UJA-Federation aims to recruit 20 kids — both newcomers and veterans of the first program — into Explore a Mitzvah this year. Each participant will be expected to raise at least $500 for a new project, probably once again on behalf of underprivileged youth. This year, Schwartz said, the organization wants to raise money through a bowl-a-thon.
Before his bar mitzvah, Ben Bleiberg, 15, worked with Give a Mitzvah — Do a Mitzvah to raise money to provide laptops for inpatients at the Mount Sinai Children’s Center Foundation in New York. In an interview with the Forward, he spoke passionately about the difference a few laptops could make.
“Kids [who] are in there for months at a time often get held back in school,” he said. “But if they have a laptop, they can keep up [with their class]. Literally, this can help them not be held back.”
For his bar mitzvah project, Ben also volunteered at Manhattan’s 92nd Street Y, playing viola and guitar with kids who have learning disabilities.
He became involved with Explore a Mitzvah last year.
“The experience was unlike anything I’ve ever done before,” Bleiberg said. “It wasn’t just about giving away money.
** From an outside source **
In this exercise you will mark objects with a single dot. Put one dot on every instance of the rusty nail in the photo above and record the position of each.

It was also an instructive program in how to be a philanthropist, how to give away money in a way you want it to be used.”
That’s the whole point, according to Shechtel. “It’s so much less about the money they’re giving away,” she said. “It’s much more about teaching them about the way to give Jewishly.”
Eventually, Bleiberg said, this strategy should lead to more giving. “By [teaching you how to be a philanthropist], the program makes sure that you will keep giving away money and help out in your community after you’re out of high school and aren’t forced to do it.”
Not every kid who has used a bar or bat mitzvah as a launching pad for activism has done so in conjunction with other youth. While in middle school, Seattle resident Alex Klein, now 17, became “disenchanted with American politics and got interested in international development.” Around the same time, he met Blaise Judja-Sato, founder and chair of a not-for-profit called VillageReach, at a dinner party thrown by his parents.
Klein said that although he and his parents aren’t religious, he decided to have a bar mitzvah, partly to bring together an extended family spread out across England and South Africa. Instead of working at a soup kitchen for his bar mitzvah community service requirement, like most of the kids at his synagogue, he volunteered at VillageReach, which works to strengthen health systems in developing countries. He also had friends and family make donations to VillageReach in lieu of gifts.
Today, Klein remains one of VillageReach’s most treasured volunteers. On summer breaks home from the boarding school he attends in Massachusetts, he works at the organization, taking on increasingly complex projects with each passing year.
Last summer, he visited Mozambique, VillageReach’s primary beneficiary thus far. His research also helped the organization make an all-important decision about what country to work with next.
“At this point, it’s really more like an internship,” Klein said.
Although he doesn’t identify religiously, Klein said he sees a great opportunity in using bar and bat mitzvahs as a jumping-off point for activism.
“When you come from a privileged background, you have a responsibility to be part of your community,” Klein said. “A bar mitzvah is a great place to extend yourself outward and connect to the community around you.”